Mazelton poked at the fire, lost in his thoughts. People got the wrong impression of the Ma, that they were senseless killers. Far from it. Peaceful cooperation was usually the best survival strategy. Even if the ruling power was tyrannical, peaceful cooperation tended to yield better survival rates.

It’s just that every Ma, from the time they were old enough to understand words, were taught that they were one missed meal away from a riot, and three from outright war. That the world could end at any moment, and had. Repeatedly. So often that it was to be expected. And when it did, the Clan would do its best for you, but really, your survival was ultimately on you. So you better learn how to survive when there are no laws.

You better learn how to kill, and not feel bad about it. And Mazelton had learned that. Even before he set out from Old Radler, he had murdered. He had killed on the dueling sands. He was blooded. He killed that poor delivery person and stole their trike. That had messed him up for a while, but he had forced himself to tolerate it. It had been necessary to survive, and necessity needed no excuse. Or forgiveness.

He frowned. The porridge of his dinner was awfully bland. He dropped a few bits of dried fruit in there. Maybe it would help. Why was he so hung up on the concept of murder tonight? It took him a moment but he got there.

He was going to kill many people tomorrow. Hopefully hundreds, but at the very least, tens. People who were largely strangers to him. Men and women, old and young, not distinguishing the good from the bad. He would trail them, try to stay out of sight, then he would unleash the horror when they camped for the night. Just… turn it loose and see how many bodies it could rack up before it ran out of energy.

The caravan did have a process for adjudicating crimes. He could summon a Congress, present his case, show his wounds and demand that the villains be executed as the contract required.

Mazelton gave himself a mocking smile. He never checked the bodies. He couldn’t even say for sure that they were members of the Collective. He just assumed they were, because who else could they be?

And he was planning on killing all these people way before he was shot. This was just… a confirmation. Coexistence was impossible. So he had to kill as many as he could, while he could. That’s just how things were. It wasn’t a matter of right or wrong, it was who lives and who dies. He still wanted to live. And he wanted Danae to live, so they could live together. So they could make a home.

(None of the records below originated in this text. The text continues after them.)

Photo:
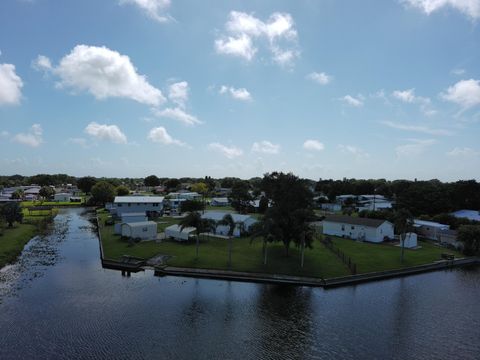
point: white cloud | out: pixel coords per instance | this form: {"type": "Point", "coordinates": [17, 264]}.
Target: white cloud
{"type": "Point", "coordinates": [178, 93]}
{"type": "Point", "coordinates": [230, 152]}
{"type": "Point", "coordinates": [314, 145]}
{"type": "Point", "coordinates": [465, 93]}
{"type": "Point", "coordinates": [417, 128]}
{"type": "Point", "coordinates": [238, 94]}
{"type": "Point", "coordinates": [350, 100]}
{"type": "Point", "coordinates": [106, 132]}
{"type": "Point", "coordinates": [243, 29]}
{"type": "Point", "coordinates": [154, 8]}
{"type": "Point", "coordinates": [414, 147]}
{"type": "Point", "coordinates": [10, 85]}
{"type": "Point", "coordinates": [265, 147]}
{"type": "Point", "coordinates": [320, 78]}
{"type": "Point", "coordinates": [471, 8]}
{"type": "Point", "coordinates": [178, 114]}
{"type": "Point", "coordinates": [463, 152]}
{"type": "Point", "coordinates": [104, 73]}
{"type": "Point", "coordinates": [353, 150]}
{"type": "Point", "coordinates": [32, 138]}
{"type": "Point", "coordinates": [160, 135]}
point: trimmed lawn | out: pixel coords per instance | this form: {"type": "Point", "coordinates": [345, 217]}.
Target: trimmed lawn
{"type": "Point", "coordinates": [13, 240]}
{"type": "Point", "coordinates": [378, 257]}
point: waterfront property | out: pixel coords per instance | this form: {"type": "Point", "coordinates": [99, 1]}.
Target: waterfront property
{"type": "Point", "coordinates": [151, 205]}
{"type": "Point", "coordinates": [364, 229]}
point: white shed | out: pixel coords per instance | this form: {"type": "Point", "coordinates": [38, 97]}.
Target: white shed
{"type": "Point", "coordinates": [410, 241]}
{"type": "Point", "coordinates": [179, 234]}
{"type": "Point", "coordinates": [145, 230]}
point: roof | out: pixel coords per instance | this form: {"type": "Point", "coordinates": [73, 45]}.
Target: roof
{"type": "Point", "coordinates": [469, 214]}
{"type": "Point", "coordinates": [418, 223]}
{"type": "Point", "coordinates": [218, 215]}
{"type": "Point", "coordinates": [355, 220]}
{"type": "Point", "coordinates": [138, 199]}
{"type": "Point", "coordinates": [141, 223]}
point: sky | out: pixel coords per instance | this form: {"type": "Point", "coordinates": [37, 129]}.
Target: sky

The bits of dried fruit helped a bit. The portage warmed him wonderfully. It felt nourishing in an almost spiritual way.

He would murder hundreds of people to ease some of his anxiety. And it wouldn’t even be murder, because as far as he was concerned, they were outside any law’s protection. Perhaps it was just the will of the Great Dusty World.

No. He wasn’t a hypocrite. It was his will and no one else. And if he could, he would eat Mendiluze’s heart.